ANNO 14 n° 89
Mafia viterbese, Sokol Dervishi collaboratore di giustizia
Minacce e incendi: il 33enne albanese racconta la sua verità e accusa ognuno dei presunti sodali
24/12/2019 - 06:45

VITERBO - (b.b.) Mafia viterbese, Sokol Dervishi è diventato un collaboratore di giustizia. Il 33enne di origine albanese, considerato braccio destro di uno dei due presunti vertici del sodalizio criminale sgominato all’alba del 25 gennaio scorso, ha deciso di parlare. Nei giorni scorsi, alla vigilia dell’udienza preliminare e dalla sua richiesta di rito abbreviato secco, ha scelto di collaborare con la magistratura, raccontando ai pubblici ministeri della Dda di Roma Giovanni Musarò e Fabrizio Tucci la sua verità.

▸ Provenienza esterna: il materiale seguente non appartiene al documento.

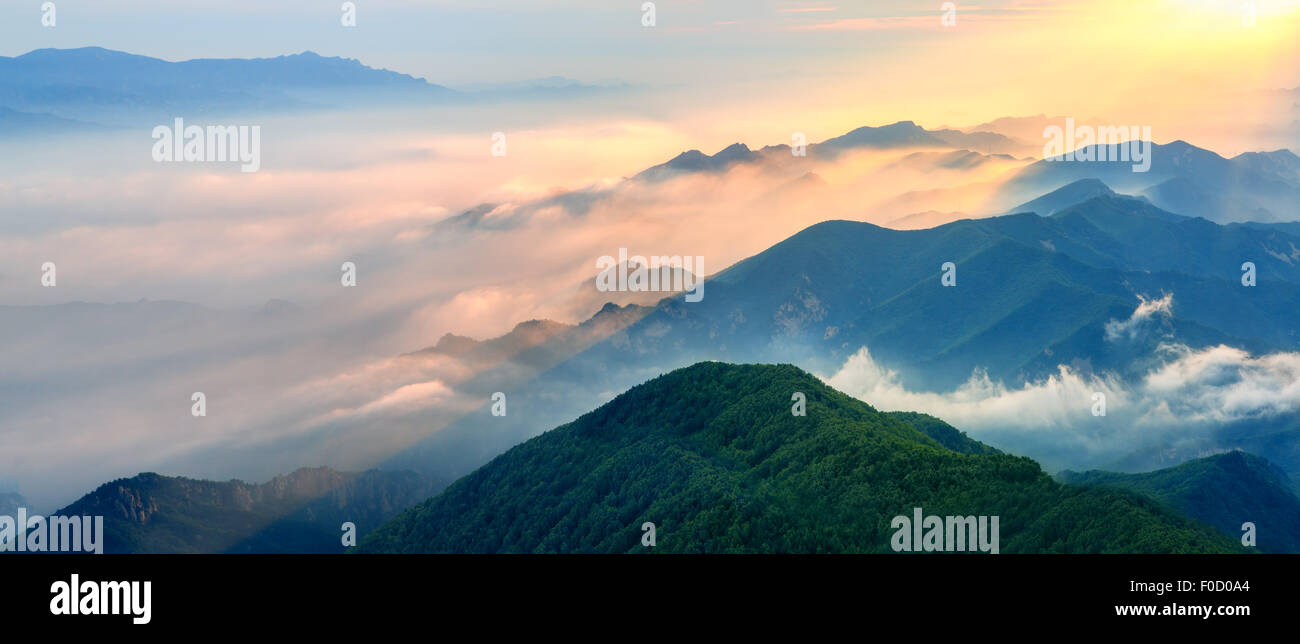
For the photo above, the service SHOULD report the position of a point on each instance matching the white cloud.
(1136, 323)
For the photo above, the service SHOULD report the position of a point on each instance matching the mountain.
(1065, 197)
(909, 134)
(922, 220)
(694, 160)
(1034, 293)
(11, 502)
(109, 87)
(941, 432)
(1222, 491)
(302, 511)
(25, 124)
(901, 134)
(714, 457)
(1182, 178)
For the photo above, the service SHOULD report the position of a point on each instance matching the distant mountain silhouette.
(1223, 491)
(111, 87)
(713, 456)
(1182, 178)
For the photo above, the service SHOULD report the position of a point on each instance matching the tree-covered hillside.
(715, 458)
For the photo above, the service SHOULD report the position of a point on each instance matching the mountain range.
(298, 513)
(1225, 491)
(65, 90)
(714, 457)
(1034, 293)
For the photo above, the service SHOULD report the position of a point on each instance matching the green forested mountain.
(1222, 491)
(1032, 294)
(298, 513)
(714, 457)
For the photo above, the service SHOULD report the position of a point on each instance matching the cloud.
(1136, 323)
(1179, 403)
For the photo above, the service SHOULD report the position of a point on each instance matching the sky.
(770, 65)
(87, 394)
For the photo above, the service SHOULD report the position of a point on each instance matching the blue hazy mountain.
(1065, 197)
(297, 513)
(909, 134)
(713, 456)
(111, 87)
(1222, 491)
(902, 134)
(1034, 293)
(1183, 178)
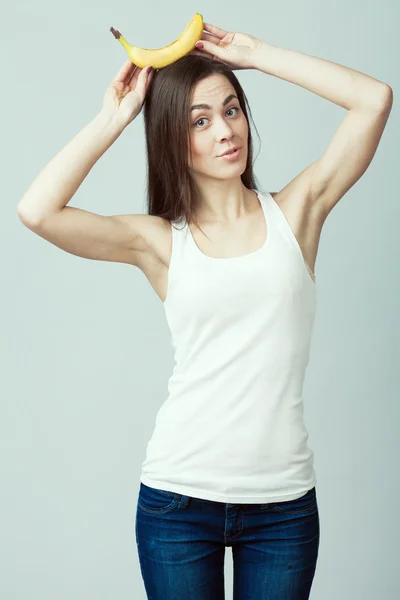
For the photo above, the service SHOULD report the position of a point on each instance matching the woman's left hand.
(237, 50)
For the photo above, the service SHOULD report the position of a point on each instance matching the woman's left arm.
(368, 101)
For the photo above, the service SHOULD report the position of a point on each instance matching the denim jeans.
(181, 544)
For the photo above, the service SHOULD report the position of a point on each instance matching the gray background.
(85, 349)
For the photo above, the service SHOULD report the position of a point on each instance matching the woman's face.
(213, 130)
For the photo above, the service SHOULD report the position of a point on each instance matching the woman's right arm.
(119, 238)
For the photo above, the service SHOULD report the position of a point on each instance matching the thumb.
(144, 80)
(210, 47)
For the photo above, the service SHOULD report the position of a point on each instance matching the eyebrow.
(208, 107)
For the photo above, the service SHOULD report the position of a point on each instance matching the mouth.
(231, 151)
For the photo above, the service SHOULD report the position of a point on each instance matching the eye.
(204, 118)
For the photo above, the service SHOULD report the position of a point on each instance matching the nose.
(223, 131)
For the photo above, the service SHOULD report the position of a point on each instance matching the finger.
(215, 30)
(210, 38)
(125, 70)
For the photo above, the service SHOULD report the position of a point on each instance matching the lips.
(230, 150)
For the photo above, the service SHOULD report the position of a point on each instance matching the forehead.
(212, 89)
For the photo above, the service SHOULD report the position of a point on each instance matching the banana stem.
(115, 33)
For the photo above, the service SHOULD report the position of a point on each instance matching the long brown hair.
(171, 190)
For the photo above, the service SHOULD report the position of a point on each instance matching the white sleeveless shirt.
(232, 429)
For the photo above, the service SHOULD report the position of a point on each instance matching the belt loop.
(184, 501)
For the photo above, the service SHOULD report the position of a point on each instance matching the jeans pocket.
(155, 501)
(304, 504)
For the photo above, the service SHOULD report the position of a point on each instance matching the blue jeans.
(181, 544)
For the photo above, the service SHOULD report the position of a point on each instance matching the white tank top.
(231, 429)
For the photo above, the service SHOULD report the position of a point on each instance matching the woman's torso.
(303, 216)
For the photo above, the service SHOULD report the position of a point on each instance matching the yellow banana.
(161, 57)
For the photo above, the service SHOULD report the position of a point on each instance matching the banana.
(161, 57)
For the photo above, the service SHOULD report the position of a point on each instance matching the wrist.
(108, 125)
(261, 55)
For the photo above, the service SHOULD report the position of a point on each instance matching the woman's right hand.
(126, 93)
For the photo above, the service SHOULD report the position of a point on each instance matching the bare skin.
(302, 213)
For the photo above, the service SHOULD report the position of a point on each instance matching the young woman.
(228, 463)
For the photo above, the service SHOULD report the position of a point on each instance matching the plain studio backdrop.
(85, 348)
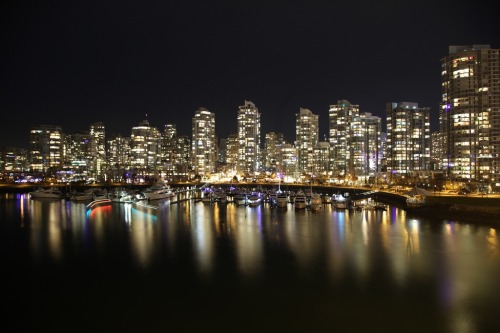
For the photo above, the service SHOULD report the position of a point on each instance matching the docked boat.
(240, 198)
(281, 200)
(101, 194)
(415, 201)
(99, 202)
(339, 201)
(300, 201)
(157, 192)
(86, 195)
(123, 195)
(316, 203)
(254, 199)
(50, 193)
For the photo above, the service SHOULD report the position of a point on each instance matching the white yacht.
(122, 195)
(51, 193)
(300, 201)
(339, 201)
(282, 200)
(86, 195)
(254, 199)
(156, 192)
(240, 198)
(316, 203)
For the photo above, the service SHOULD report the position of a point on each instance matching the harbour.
(190, 266)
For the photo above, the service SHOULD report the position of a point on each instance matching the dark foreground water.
(192, 267)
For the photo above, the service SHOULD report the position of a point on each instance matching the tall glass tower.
(470, 114)
(248, 139)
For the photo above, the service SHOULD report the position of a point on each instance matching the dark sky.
(72, 63)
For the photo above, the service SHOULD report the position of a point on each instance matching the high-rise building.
(145, 145)
(408, 138)
(182, 158)
(288, 162)
(306, 138)
(272, 143)
(248, 139)
(204, 144)
(340, 119)
(13, 160)
(232, 152)
(98, 150)
(168, 145)
(321, 159)
(119, 156)
(470, 113)
(46, 148)
(371, 159)
(437, 151)
(77, 155)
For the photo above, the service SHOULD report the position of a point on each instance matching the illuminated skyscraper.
(204, 144)
(340, 118)
(408, 138)
(119, 154)
(168, 144)
(372, 155)
(306, 137)
(470, 113)
(77, 155)
(145, 144)
(46, 148)
(97, 150)
(248, 139)
(272, 143)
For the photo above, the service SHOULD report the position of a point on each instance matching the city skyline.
(75, 64)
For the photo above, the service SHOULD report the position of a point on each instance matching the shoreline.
(484, 210)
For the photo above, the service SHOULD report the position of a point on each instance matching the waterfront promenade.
(444, 204)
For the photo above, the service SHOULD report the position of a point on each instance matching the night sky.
(72, 63)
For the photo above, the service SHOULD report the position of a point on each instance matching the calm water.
(192, 267)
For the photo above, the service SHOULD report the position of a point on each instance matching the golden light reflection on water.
(455, 258)
(142, 235)
(203, 235)
(246, 227)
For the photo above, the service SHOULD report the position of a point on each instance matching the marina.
(204, 267)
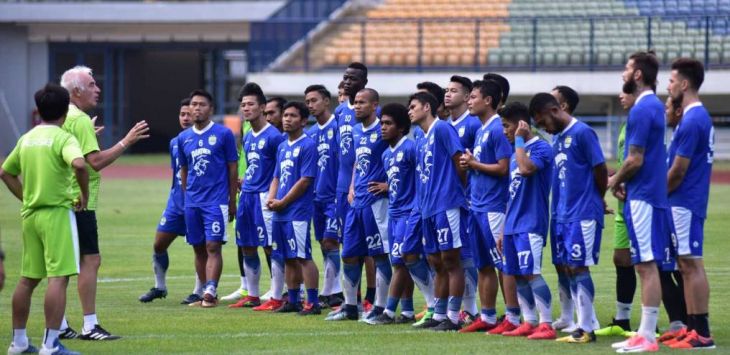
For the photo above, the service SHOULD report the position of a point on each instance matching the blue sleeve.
(686, 138)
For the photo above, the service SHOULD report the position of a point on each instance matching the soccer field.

Nelle lunghe dichiarazioni, ora al vaglio delle difese, avrebbe confermato ogni singola condotta degli appartenenti alla banda, ripercorrendo alcuni degli episodi finiti sotto la lente degli inquirenti. Secondo la procura, il sodalizio criminale, a cavallo tra il 2016 e il 2019, avrebbero tentato di raggiungere il controllo di locali notturni, Compro Oro e rivendite di auto del viterbese, sbaragliando la concorrenza a suon di intimidazioni, pestaggi, minacce e incendi. Diffondendo il panico in città. E Dervishi, da mesi detenuto in carcere in regime di 41 bis, avrebbe confermato ogni cosa, autoaccusandosi.

Di lui, i due presunti vertici dell’organizzazione, l’albanese Ismail Rebeshi e il calabrese Giuseppe Trovato, nelle decine di intercettazioni, esaltavano l’affidabilità: ''Codino è uno che se lo chiami viene, è disponibile…ma lo sai quante cose mi ha fatto a me?''.

Ora proprio il loro ''affidabile e disponibile'' presunto braccio destro ha deciso di parlare, accusando se stesso e ognuno degli altri dodici arrestati a seguito dell’Operazione Erostrato.

Il rito abbreviato a suo carico, assieme a Luigi Forieri e Martina Guadagna, si celebrerà il 10 febbraio.